Short answer is that if your scope doesn’t have the notched key that allows the probe to connect, then the TPP probe requires a different termination resistance than what your scope can provide.
Long answer is that traditionally, passive probes (industry standard) require a scope to have 1 megaohm termination. If you’re unfamiliar with what a termination resistor is; the scope’s termination is a resistor internal to the scope where the ADC (Analog-to-Digital Converter) samples the analog signal.
A passive probe that has specifications indicating 10MΩ Input Impedance and 10X attenuation means that the device being probed will view 10 megaohms loading and the signal that reaches the scope will be attenuated (amplitude shrunk) by a factor of 10.
The scopes ADC measures the signal across the 1 megaohm resistor connected to the scopes ground.
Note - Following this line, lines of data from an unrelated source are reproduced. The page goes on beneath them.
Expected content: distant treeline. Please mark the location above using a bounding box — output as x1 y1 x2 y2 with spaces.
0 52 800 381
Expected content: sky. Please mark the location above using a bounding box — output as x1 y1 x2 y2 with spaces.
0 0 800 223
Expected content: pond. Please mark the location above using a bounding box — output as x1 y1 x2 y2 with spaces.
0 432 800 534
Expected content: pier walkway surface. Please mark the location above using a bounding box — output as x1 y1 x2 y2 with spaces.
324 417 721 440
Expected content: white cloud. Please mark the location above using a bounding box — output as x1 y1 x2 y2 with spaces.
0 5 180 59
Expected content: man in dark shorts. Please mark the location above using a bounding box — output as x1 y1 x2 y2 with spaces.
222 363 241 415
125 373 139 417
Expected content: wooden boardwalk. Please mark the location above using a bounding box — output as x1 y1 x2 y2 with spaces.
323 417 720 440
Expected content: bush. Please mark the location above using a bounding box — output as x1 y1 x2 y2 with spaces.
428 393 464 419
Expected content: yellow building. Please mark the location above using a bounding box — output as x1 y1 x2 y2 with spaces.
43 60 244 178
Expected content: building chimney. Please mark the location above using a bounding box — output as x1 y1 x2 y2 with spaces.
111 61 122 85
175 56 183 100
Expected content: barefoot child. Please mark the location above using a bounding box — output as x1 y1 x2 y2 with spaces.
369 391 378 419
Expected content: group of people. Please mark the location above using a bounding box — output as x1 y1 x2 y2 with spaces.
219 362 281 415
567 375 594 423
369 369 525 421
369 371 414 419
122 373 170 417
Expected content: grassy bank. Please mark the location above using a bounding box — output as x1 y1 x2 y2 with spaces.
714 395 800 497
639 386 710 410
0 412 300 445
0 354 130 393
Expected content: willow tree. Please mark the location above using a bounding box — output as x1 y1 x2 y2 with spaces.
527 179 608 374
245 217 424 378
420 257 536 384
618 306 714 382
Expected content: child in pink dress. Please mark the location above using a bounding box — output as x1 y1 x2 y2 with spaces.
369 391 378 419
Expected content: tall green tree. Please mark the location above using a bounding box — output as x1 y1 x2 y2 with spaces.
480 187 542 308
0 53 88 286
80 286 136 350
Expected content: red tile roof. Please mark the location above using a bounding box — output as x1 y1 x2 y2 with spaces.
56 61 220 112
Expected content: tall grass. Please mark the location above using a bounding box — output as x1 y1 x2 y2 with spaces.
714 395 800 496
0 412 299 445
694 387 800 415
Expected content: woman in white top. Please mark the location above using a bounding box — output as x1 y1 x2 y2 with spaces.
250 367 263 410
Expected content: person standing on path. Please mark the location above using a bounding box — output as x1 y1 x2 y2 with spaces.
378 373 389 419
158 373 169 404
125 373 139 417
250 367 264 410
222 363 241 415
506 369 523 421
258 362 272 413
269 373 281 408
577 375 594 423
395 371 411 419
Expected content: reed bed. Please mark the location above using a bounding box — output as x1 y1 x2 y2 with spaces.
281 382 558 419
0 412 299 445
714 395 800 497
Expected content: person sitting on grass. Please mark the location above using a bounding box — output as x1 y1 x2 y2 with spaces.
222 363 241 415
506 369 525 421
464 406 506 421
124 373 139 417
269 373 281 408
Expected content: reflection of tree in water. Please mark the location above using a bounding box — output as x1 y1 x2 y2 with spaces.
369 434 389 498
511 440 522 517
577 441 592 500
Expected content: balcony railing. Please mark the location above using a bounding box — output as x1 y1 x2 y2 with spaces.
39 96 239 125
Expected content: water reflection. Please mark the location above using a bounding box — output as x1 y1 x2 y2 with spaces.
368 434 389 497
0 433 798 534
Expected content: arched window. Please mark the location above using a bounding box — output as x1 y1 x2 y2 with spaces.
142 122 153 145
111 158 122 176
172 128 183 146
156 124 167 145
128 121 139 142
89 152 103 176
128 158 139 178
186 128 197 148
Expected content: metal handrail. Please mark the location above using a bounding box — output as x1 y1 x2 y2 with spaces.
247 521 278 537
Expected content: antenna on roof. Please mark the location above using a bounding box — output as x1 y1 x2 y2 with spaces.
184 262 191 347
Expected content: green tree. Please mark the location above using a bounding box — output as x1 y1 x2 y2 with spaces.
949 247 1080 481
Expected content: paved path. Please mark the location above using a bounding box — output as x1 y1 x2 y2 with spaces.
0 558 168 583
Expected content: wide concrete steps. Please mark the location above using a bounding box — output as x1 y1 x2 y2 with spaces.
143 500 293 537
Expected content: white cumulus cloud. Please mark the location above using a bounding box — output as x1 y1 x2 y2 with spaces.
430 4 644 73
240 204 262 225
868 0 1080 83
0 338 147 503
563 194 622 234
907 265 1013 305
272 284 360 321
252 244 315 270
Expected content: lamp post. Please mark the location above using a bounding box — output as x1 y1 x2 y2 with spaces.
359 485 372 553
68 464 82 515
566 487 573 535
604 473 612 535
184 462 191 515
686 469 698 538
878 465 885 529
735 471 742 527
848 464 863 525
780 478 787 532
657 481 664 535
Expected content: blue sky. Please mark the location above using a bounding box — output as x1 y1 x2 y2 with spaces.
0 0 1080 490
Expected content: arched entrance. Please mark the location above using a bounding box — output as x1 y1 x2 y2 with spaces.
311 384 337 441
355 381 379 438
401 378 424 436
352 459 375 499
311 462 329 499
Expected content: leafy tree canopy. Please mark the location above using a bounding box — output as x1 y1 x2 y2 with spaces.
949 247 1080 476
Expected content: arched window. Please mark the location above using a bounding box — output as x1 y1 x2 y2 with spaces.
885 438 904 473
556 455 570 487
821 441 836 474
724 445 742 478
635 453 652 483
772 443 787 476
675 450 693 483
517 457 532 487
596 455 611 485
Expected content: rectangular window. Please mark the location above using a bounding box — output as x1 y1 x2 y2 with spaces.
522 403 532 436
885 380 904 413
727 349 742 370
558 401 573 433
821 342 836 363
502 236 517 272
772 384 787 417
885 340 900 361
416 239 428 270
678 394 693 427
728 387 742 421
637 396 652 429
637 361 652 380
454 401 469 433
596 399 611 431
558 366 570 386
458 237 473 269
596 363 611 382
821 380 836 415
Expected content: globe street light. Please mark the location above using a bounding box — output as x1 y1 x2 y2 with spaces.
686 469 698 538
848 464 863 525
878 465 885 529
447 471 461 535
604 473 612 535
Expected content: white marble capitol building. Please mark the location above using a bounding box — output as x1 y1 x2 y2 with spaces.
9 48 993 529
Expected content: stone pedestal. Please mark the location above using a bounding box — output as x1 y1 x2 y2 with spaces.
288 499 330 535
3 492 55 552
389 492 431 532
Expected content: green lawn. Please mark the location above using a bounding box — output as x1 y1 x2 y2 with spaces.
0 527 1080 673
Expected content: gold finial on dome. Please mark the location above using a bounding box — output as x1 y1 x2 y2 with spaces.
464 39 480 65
The probe has 9 megaohm resistance at the head of the probe. This creates a voltage divider network where the voltage at the 1 megaohm termination resistance is 1/10 the voltage measured at the probe head.
The TPP1000 probe has 9.75 Megaohms resistance at the tip. If the total impedance is 10 megaohms, that means the scope must have 250k Ohm impedance. A voltage divider of 10 megaohm with 250k Ohm resistance in the scope would give 40 times attenuation and not 10 as the datasheet defines.
Tektronix modern oscilloscopes use a more sophisticated system. The input ASIC on the front end of today’s scopes have a trans-impedance amplifier (TIA) designed around a 1 megaohm expected input impedance. If the total resistance is 10 megaohm from the probe and scope combined, that will decrease the current to the ASIC 10 times more than the 1 megaohm expected impedance; hence is a 10:1 attenuation. Likewise, a TPP0502 with a net probe-tip input resistance of 2MΩ is a “2X” attenuating probe.